Subject: Re: IPSec config and RACOON
To: None <>
From: Darren Reed <>
List: tech-net
Date: 08/29/2001 07:39:34
In some email I received from, sie wrote:
[Charset iso-8859-1 unsupported, filtering to ASCII...]
> I have made a custom kernel with IPSec ON. Unfortunately, there was no
> ipsec.conf that was created in the process.
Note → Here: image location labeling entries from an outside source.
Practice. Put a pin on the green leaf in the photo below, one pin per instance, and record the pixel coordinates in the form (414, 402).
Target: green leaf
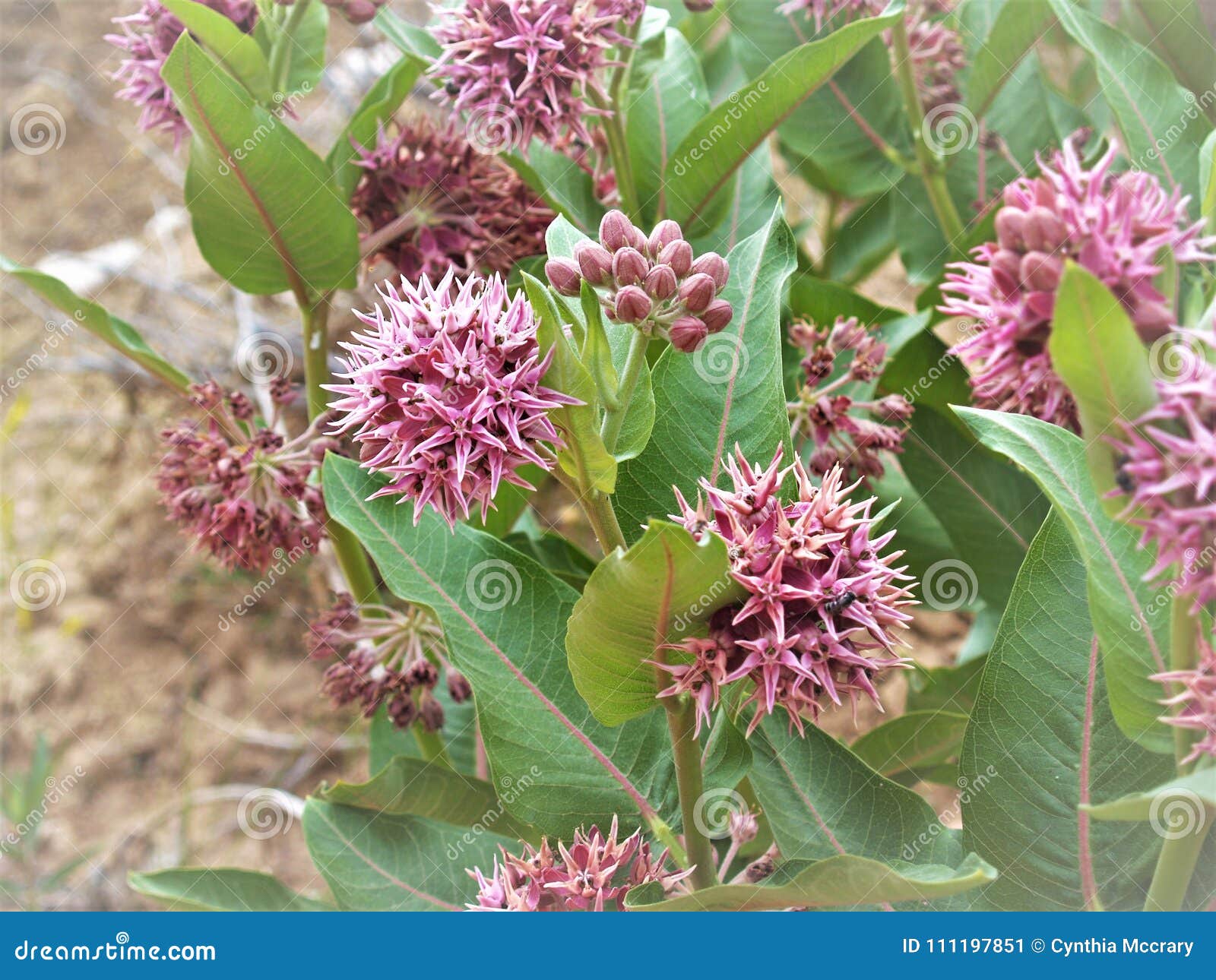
(383, 862)
(1096, 350)
(94, 318)
(911, 742)
(841, 882)
(1191, 799)
(585, 457)
(667, 96)
(727, 393)
(727, 134)
(1043, 741)
(220, 890)
(376, 109)
(657, 593)
(1012, 34)
(237, 52)
(264, 210)
(1130, 618)
(1151, 107)
(419, 788)
(504, 621)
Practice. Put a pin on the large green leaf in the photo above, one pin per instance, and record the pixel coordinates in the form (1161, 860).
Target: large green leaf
(727, 134)
(229, 46)
(376, 109)
(1161, 122)
(660, 591)
(1096, 350)
(504, 619)
(1130, 618)
(841, 882)
(1043, 742)
(264, 208)
(94, 318)
(382, 862)
(727, 393)
(220, 890)
(419, 788)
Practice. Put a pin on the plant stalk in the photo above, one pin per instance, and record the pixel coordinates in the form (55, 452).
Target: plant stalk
(350, 555)
(928, 163)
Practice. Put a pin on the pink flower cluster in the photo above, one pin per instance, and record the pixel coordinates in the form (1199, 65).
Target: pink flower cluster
(444, 393)
(1195, 700)
(432, 202)
(1114, 226)
(593, 874)
(821, 597)
(533, 66)
(828, 417)
(654, 283)
(147, 40)
(385, 657)
(1167, 469)
(240, 488)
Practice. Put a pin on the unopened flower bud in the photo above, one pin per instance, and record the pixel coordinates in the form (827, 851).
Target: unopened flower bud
(714, 267)
(687, 334)
(717, 314)
(632, 304)
(697, 292)
(629, 267)
(565, 277)
(679, 255)
(595, 261)
(660, 283)
(614, 230)
(666, 232)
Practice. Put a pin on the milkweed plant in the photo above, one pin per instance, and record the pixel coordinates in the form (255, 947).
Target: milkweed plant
(821, 313)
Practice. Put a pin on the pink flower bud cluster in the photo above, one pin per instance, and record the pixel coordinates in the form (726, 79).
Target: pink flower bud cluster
(1167, 471)
(593, 874)
(432, 202)
(1195, 700)
(443, 393)
(1114, 226)
(241, 488)
(530, 67)
(845, 432)
(654, 283)
(388, 657)
(822, 599)
(147, 40)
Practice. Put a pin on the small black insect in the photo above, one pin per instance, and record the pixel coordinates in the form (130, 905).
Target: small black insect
(838, 603)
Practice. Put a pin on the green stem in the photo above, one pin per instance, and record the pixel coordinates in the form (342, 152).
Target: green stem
(933, 173)
(1175, 866)
(682, 726)
(616, 417)
(350, 555)
(281, 55)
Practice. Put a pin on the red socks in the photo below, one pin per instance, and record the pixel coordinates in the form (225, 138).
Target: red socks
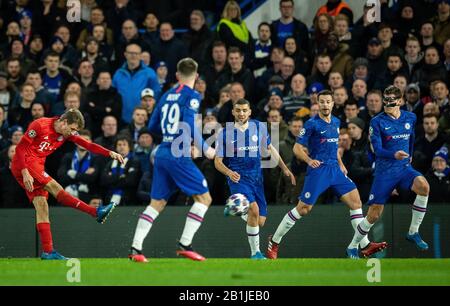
(66, 199)
(46, 236)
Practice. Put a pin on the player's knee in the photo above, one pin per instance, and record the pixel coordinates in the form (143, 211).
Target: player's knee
(423, 188)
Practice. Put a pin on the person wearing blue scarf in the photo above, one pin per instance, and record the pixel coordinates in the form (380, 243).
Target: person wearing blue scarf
(121, 180)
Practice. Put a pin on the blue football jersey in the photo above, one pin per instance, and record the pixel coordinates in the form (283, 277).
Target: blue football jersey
(321, 138)
(174, 119)
(389, 135)
(241, 150)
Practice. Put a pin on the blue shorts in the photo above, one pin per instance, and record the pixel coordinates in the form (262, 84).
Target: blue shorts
(320, 179)
(254, 191)
(168, 174)
(383, 185)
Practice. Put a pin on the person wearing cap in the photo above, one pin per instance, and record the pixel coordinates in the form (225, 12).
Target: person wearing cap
(148, 100)
(442, 22)
(102, 101)
(356, 128)
(427, 144)
(438, 177)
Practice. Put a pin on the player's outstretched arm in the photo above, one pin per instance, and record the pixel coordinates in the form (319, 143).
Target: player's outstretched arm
(220, 166)
(300, 153)
(281, 164)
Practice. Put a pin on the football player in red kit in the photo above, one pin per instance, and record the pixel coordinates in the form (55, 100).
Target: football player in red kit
(41, 139)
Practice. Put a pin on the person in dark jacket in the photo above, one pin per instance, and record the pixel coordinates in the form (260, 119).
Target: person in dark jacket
(439, 177)
(121, 180)
(103, 101)
(79, 172)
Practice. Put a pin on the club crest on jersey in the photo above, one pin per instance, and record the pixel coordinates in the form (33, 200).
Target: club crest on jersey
(194, 104)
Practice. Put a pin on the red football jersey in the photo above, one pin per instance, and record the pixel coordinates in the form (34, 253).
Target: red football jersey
(40, 140)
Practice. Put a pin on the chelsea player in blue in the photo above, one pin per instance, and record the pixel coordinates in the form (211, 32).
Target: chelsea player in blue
(174, 119)
(392, 138)
(239, 149)
(325, 170)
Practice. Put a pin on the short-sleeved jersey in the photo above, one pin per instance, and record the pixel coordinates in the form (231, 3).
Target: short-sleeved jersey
(389, 135)
(43, 138)
(321, 138)
(242, 150)
(174, 119)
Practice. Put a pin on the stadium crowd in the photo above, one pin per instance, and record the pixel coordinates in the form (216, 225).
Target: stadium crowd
(121, 57)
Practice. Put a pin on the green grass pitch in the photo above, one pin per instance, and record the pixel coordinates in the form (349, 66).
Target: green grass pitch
(229, 272)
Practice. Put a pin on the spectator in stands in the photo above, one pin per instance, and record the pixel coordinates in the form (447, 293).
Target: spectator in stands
(335, 80)
(263, 46)
(340, 97)
(427, 145)
(394, 67)
(442, 22)
(37, 110)
(377, 63)
(8, 93)
(121, 180)
(233, 31)
(68, 54)
(342, 62)
(14, 71)
(97, 18)
(4, 129)
(359, 91)
(300, 56)
(335, 7)
(21, 114)
(413, 56)
(102, 101)
(341, 28)
(85, 77)
(54, 77)
(12, 195)
(130, 35)
(216, 68)
(148, 101)
(198, 38)
(143, 149)
(17, 51)
(374, 106)
(92, 54)
(439, 177)
(288, 26)
(323, 26)
(138, 122)
(116, 16)
(169, 49)
(360, 140)
(237, 72)
(79, 172)
(131, 79)
(432, 70)
(351, 110)
(42, 95)
(35, 49)
(151, 24)
(109, 132)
What does ipsec.conf contain,
> and is there an example of this file?

FWIW, my ipsec.conf looks like this:

#! /bin/sh
/usr/local/v6/sbin/setkey -c << __EOF__
# Manual keying for Solaris8
add esp 0x105 \
	-E des-cbc deskey1 -A hmac-md5 md5key1;
add esp 0x106 \
	-E des-cbc deskey2 -A hmac-md5 md5key2;
spdadd any -P out ipsec esp/transport//require;
spdadd any -P in ipsec esp/transport//require;
# For a tunnel to a win2k box. destip is a remote box. for example:
# destip =
# tunnelsrc =
# localip =
spdadd destip tunnelsrc any
        -P out ipsec esp/tunnel/localip-tunnelsrc/require;
spdadd tunnelsrc destip any
        -P in ipsec esp/tunnel/tunnelsrc-localip/require;

If you are using 1.5 or 1.5.1 or 1.5.2, download the latest KAME snapshot
and install that.  isakmpd is a PoS.  racoon is much better.